Scuola: l’assistente tecnico è itinerante

 

La Gig Economy entra nel mondo della scuola: Dove, dall’anno scorso con la pandemia, è stata introdotta la figura dell’assistente tecnico di laboratorio anche nelle scuole dell’infanzia, della primaria e secondaria di primo grado, con l’obiettivo di sostenere i processi di attività didattica on line.

Un profilo professionale per supportare la Dad,  con una precisa configurazione tecnico-giuridica connessa ad aule speciali e laboratori.

” Per anni sottolinea il Segretario generale  Uil Scuola, Pino Turi – abbiamo sollecitato la presenza di un tecnico in ogni scuola. Richiesta declinata ogni volta come non attuale. Nel 2021 vengono fatte mille assunzioni. Una operazione che incide sulle casse dello Stato per poco oltre 31 milioni di euro, su base annua. Ma a causa della scarsità dei tecnici, nei fatti ne viene fissato uno per ogni 5 scuole”.

Dunque, il loro utilizzo, viene disposto, in maniera del tutto illegittima irrituale sulla rete di scuole. Insomma, stiamo parlando di una sorta di tecnico itinerante costretto a turnare su una scuola diversa ogni giorno della settimana e a volte anche più. Un profilo del tutto inedito che si sposta a sue spese e a suo rischio e pericolo, anche in tempi di pandemia.

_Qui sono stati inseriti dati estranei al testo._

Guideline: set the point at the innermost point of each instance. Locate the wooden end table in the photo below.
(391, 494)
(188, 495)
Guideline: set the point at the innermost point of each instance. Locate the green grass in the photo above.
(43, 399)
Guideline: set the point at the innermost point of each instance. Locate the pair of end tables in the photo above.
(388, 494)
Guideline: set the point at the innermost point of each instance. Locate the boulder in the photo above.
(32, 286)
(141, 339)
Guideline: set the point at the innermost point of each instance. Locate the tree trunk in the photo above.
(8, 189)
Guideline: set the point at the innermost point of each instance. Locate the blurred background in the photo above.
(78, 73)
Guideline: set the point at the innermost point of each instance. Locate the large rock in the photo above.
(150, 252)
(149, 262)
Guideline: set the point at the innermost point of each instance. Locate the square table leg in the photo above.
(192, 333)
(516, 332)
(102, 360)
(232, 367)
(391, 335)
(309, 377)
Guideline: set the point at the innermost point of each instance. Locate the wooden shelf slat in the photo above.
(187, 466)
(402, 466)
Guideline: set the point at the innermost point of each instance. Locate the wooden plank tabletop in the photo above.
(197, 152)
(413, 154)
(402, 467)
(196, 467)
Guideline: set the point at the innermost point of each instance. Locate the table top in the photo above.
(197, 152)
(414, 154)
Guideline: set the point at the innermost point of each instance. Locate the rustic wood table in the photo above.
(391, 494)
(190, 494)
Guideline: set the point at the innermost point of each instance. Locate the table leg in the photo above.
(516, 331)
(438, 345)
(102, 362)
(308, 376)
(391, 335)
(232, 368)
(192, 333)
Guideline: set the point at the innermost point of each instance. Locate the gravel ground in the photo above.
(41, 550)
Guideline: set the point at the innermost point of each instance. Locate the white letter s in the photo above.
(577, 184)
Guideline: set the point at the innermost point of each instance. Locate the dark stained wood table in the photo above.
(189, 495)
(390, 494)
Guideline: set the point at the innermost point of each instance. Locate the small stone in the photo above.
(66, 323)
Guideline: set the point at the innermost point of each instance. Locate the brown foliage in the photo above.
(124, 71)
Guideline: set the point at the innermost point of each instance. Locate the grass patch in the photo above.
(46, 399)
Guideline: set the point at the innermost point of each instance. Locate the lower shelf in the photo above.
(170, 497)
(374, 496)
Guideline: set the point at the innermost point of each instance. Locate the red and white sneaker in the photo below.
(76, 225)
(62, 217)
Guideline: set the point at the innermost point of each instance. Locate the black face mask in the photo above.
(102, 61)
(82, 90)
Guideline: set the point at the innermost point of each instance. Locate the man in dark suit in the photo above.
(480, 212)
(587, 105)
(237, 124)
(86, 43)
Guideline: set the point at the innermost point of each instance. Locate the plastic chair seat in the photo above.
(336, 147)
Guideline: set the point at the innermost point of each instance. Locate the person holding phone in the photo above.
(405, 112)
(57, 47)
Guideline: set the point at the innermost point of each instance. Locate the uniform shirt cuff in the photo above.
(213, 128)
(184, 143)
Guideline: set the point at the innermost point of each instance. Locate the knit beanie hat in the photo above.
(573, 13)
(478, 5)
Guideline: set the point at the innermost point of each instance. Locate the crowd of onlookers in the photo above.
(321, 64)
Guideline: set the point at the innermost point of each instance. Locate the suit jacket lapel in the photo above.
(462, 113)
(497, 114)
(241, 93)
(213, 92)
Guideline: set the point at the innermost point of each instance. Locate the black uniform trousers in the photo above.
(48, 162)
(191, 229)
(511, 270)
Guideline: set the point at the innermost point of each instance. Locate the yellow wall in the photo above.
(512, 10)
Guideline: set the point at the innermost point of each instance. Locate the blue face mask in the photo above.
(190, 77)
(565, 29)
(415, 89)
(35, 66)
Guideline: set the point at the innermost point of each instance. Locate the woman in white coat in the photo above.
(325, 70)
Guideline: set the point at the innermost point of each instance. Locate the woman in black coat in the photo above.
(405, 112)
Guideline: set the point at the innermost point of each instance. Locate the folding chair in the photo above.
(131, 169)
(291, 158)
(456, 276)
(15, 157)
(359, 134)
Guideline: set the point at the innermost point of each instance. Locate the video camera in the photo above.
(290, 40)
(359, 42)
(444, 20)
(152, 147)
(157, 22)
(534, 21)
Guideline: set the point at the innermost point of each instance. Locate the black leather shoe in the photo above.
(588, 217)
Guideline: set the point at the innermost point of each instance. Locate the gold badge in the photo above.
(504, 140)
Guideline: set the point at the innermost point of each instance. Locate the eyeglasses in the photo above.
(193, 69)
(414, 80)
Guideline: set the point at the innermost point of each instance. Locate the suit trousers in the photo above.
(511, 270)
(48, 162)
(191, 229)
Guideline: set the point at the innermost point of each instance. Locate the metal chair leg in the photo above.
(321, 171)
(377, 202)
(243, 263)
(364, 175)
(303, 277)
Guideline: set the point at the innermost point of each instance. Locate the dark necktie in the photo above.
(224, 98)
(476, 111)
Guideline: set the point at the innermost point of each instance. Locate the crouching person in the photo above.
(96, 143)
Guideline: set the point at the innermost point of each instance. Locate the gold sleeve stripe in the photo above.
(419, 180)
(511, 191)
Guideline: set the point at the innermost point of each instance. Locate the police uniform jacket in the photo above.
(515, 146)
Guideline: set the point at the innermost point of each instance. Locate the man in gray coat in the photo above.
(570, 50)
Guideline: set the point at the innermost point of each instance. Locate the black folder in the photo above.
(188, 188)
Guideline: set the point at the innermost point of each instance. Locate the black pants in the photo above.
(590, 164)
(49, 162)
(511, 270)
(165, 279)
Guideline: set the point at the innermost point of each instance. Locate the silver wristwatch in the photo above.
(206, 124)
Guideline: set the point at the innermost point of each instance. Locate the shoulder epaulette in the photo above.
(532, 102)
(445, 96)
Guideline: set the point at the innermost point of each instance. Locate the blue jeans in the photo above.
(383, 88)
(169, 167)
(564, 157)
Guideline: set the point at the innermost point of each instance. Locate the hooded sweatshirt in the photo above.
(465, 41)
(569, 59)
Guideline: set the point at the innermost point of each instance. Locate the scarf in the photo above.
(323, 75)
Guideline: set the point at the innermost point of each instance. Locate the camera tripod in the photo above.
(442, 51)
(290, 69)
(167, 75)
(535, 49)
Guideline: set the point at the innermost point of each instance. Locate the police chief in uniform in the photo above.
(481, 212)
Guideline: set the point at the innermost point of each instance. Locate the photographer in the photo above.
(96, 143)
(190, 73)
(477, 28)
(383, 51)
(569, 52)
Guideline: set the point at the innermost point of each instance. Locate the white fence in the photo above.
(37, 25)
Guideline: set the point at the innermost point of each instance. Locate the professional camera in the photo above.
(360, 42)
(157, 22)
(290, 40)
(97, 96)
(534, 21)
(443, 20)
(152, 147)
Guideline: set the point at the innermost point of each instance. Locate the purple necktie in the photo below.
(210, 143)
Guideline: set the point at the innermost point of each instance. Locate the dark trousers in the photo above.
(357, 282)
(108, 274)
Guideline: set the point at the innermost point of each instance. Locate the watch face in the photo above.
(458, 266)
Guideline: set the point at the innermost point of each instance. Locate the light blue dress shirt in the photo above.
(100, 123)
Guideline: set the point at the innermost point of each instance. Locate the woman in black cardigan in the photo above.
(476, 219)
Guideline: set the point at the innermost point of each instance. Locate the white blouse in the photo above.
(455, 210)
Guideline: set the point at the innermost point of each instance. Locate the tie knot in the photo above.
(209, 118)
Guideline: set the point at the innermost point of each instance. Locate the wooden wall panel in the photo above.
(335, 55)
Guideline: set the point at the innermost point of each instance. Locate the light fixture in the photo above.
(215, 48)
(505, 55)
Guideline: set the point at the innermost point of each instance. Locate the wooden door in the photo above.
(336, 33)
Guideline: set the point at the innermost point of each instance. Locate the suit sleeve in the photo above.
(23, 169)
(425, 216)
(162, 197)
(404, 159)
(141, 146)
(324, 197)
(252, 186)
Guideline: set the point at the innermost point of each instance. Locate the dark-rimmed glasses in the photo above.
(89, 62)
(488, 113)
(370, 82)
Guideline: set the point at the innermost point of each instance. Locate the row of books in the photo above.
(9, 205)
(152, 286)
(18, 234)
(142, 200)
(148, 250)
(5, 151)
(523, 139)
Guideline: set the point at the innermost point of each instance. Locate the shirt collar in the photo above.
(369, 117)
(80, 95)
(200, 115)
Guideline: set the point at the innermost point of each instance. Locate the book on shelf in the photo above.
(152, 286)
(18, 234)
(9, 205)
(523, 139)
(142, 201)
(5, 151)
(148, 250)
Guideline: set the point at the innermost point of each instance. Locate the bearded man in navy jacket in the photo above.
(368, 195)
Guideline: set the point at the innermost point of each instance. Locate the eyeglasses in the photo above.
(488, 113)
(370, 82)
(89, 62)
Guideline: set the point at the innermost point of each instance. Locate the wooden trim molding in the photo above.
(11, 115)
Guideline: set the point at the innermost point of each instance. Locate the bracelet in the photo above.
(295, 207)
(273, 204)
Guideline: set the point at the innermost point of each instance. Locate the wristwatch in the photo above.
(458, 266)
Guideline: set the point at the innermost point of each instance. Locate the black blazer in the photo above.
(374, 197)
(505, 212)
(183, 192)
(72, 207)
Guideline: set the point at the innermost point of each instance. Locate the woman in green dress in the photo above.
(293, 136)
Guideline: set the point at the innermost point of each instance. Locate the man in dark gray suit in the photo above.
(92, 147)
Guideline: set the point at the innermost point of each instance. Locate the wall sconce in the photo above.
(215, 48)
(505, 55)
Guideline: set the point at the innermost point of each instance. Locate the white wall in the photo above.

Per altro, da un’inziale attività di consulenza e supporto alla didattica, si è passati ad una attività di sostegno diffuso che prevede una presenza fisica quotidiana nelle scuole della rete, senza alcun riconoscimento economico, né di indennizzo.

“Le decisioni che la politica assume per la scuola – conclude Turi – devono rispondere alle logiche della scuola, non della politica. L’idea di una figura professionale, a specializzazione tecnica, utilizzata però in una misura non idonea mostra tutti i limiti di una decisione che nei fatti è una inaccettabile anomalia per il lavoro a scuola. Che, invece, ribadiamo, va saldamente regolato dai contratti di lavoro”.